Sam Jackson’s Nick comes face to face with Abel Kent’s Mr Boyd, the head teacher, in Foxglove Theatre’s inaugural prodiction, Brad Birch’s psychological thriller The Brink, in 2022

“As young people exploring our creative boundaries in York, we identified a gap in York’s theatre scene, a need for weirder, more experimental performance, and through Rabbit, our first new-work piece, we hope to begin to address this blind spot,” says producer Ione Vaughan.

“This 60-minute production aims to invite our audience into a space for self-reflection, while also refusing to diminish the negative repercussions of allowing poor mental health to fester. Combining modern contemporary theatre technology with the traditional medium of puppetry, we are utilising everything live performance has to offer to provide an impactful and immerse experience for our audience.”

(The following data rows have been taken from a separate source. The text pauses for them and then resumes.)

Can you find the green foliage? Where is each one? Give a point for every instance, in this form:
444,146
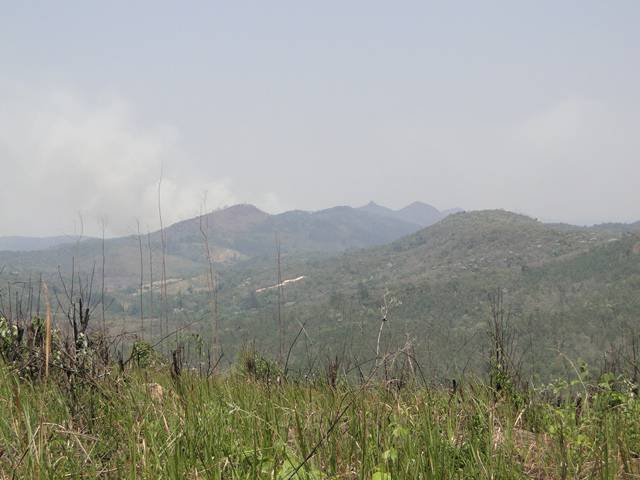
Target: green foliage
235,428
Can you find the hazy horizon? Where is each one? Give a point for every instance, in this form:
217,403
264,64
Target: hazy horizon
529,108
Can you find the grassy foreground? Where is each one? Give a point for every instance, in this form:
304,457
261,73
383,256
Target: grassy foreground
146,424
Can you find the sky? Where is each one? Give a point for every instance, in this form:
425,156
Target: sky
528,106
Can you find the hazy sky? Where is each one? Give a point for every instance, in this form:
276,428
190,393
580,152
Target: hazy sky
528,106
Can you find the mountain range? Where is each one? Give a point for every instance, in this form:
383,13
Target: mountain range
570,290
235,233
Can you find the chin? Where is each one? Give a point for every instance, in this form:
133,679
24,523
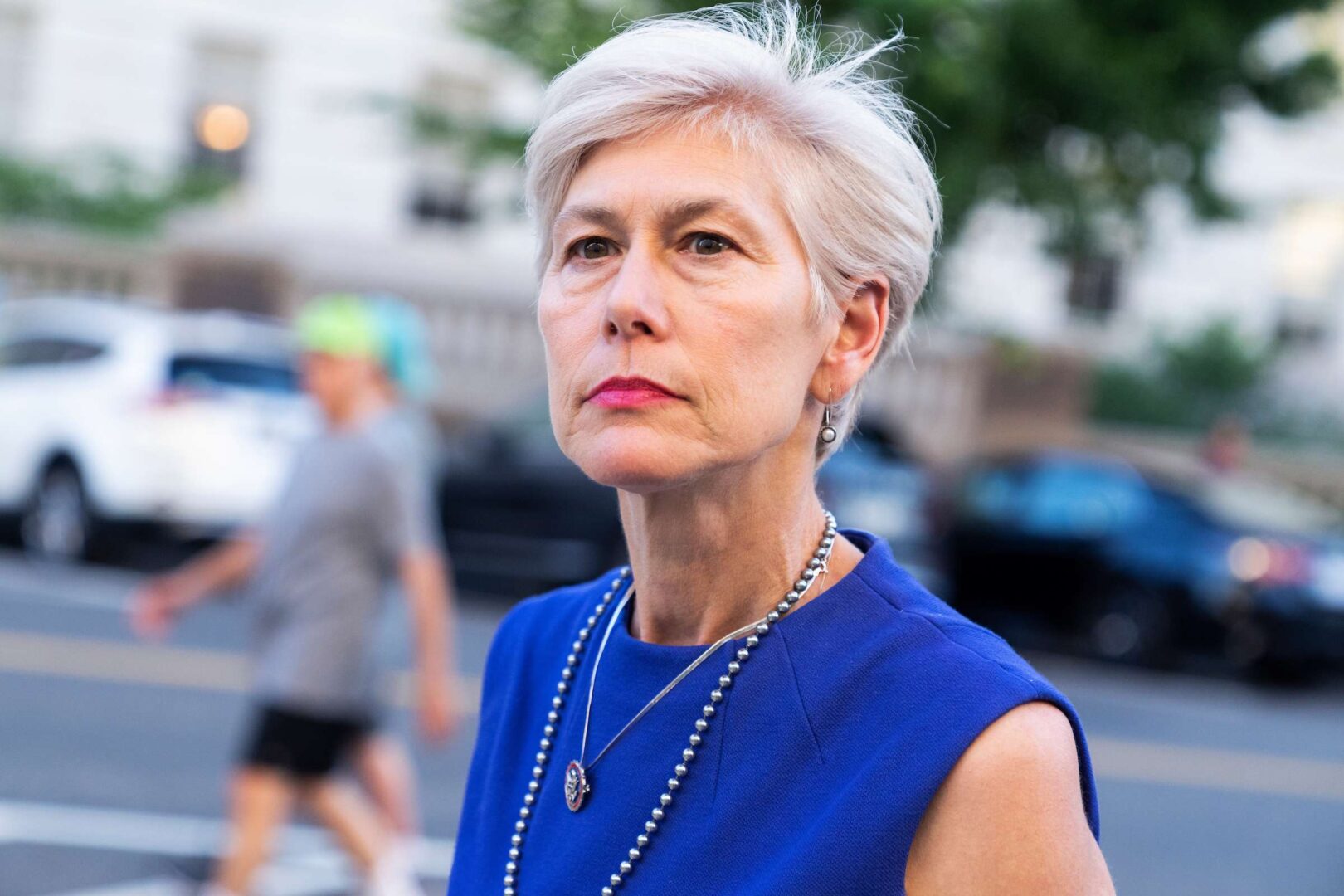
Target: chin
632,458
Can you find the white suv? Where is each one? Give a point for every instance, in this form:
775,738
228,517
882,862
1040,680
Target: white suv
119,412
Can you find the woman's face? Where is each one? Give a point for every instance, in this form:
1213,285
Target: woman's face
672,260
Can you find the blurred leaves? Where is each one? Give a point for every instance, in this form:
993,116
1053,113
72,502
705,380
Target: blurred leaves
1188,384
108,193
1073,108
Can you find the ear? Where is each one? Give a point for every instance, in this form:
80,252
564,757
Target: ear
863,323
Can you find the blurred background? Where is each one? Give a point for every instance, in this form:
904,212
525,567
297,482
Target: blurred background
1127,373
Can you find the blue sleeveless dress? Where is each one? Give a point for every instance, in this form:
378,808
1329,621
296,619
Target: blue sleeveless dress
811,779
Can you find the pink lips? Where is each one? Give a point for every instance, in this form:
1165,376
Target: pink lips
629,391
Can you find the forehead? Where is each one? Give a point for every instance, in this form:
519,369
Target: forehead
665,173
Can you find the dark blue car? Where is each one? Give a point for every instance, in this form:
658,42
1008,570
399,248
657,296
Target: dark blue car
1138,566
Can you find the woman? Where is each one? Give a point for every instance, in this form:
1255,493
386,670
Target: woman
734,230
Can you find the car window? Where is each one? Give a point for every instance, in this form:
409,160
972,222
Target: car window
1058,499
47,351
208,373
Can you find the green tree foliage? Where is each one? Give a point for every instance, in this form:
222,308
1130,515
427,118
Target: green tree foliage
1074,108
1188,383
108,197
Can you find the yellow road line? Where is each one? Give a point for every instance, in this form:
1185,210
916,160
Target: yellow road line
1113,758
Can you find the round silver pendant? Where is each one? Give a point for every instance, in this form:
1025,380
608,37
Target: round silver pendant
576,786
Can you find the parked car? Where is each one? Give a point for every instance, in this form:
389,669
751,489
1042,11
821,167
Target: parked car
119,414
874,484
520,518
1142,566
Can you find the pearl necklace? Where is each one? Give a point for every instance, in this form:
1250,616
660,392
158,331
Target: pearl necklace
761,629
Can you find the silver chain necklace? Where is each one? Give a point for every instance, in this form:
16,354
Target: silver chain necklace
577,785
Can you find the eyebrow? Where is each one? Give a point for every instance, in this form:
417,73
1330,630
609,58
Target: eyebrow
671,217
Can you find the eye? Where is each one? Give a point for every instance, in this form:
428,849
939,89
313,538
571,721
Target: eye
709,243
592,247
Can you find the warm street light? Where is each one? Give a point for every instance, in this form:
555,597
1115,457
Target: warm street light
222,127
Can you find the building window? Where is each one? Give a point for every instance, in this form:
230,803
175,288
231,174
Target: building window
1094,286
222,114
15,47
441,192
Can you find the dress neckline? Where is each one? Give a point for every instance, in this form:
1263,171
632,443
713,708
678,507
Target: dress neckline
830,601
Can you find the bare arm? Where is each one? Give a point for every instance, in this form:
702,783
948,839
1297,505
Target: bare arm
162,598
427,585
1010,818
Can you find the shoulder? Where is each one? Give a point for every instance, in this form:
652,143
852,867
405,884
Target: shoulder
923,681
914,629
537,635
1011,811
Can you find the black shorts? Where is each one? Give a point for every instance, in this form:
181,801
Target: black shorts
299,743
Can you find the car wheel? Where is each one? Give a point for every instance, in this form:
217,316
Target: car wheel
1132,625
56,522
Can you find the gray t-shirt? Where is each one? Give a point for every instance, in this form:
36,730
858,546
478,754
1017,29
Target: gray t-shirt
355,503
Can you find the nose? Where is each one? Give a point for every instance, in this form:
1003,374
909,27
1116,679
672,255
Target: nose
633,303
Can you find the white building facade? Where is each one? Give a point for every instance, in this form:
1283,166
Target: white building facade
331,190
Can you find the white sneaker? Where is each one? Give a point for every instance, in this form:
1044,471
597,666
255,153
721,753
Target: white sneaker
392,876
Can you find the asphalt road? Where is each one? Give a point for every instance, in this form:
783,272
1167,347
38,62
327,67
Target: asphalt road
113,752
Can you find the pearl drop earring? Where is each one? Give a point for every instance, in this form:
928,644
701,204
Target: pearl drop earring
828,433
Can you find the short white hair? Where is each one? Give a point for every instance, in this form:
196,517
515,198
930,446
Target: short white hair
852,173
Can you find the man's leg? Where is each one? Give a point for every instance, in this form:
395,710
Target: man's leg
343,809
260,802
386,772
350,817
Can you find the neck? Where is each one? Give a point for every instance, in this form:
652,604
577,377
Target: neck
717,553
360,407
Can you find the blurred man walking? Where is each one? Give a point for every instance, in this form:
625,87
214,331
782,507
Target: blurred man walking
350,519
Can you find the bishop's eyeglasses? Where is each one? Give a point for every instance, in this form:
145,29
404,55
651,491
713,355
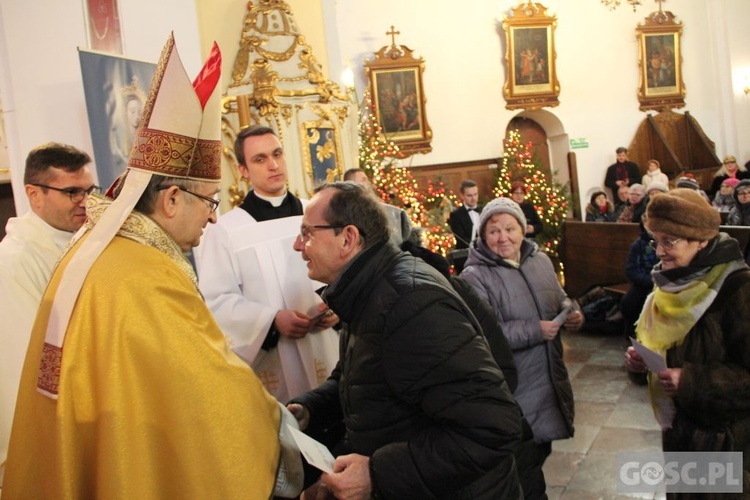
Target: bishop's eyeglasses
306,231
76,194
665,244
213,203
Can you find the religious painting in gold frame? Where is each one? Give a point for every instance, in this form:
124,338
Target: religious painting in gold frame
660,63
322,153
531,77
398,100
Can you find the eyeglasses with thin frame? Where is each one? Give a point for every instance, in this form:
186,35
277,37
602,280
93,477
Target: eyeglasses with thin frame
306,231
213,202
76,194
666,244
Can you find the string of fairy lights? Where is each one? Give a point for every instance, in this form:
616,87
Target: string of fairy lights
428,208
547,196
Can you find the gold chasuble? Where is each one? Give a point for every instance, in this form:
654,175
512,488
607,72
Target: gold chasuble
151,403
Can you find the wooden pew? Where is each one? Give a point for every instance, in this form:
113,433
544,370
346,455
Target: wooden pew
595,253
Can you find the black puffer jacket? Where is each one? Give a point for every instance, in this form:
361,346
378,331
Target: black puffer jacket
420,392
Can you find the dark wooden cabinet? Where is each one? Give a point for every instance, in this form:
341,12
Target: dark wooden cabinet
7,206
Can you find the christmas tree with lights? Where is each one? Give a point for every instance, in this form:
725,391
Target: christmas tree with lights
379,158
547,195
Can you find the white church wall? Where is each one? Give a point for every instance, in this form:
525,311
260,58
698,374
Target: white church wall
597,64
40,80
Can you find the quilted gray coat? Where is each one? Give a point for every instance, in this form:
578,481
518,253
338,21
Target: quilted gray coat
521,297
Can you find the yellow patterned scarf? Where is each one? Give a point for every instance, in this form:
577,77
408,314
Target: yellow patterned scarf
667,317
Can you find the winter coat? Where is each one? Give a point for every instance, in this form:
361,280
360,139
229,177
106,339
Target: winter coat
713,396
724,203
641,260
655,176
417,385
522,297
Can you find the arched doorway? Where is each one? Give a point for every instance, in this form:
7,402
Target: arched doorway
551,144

Foxglove Theatre was formed by producers Ione Vaughan and Ivy Magee and director Nathan Butler. “Deciding to dedicate our work to bringing innovative theatre to this brilliant city, we also chose to champion the growth of young creatives like ourselves, offering flexible and malleable opportunities to develop their creative practice while with our company,” says Ione.

“This has been a success with our performer, George Green, as we developed a unique skill to add to their repertoire: puppetry. George learnt a range of puppetry techniques, both those required by the performance and beyond, including training with Leeds puppetry company The Object Project to support their overall development as a performer.”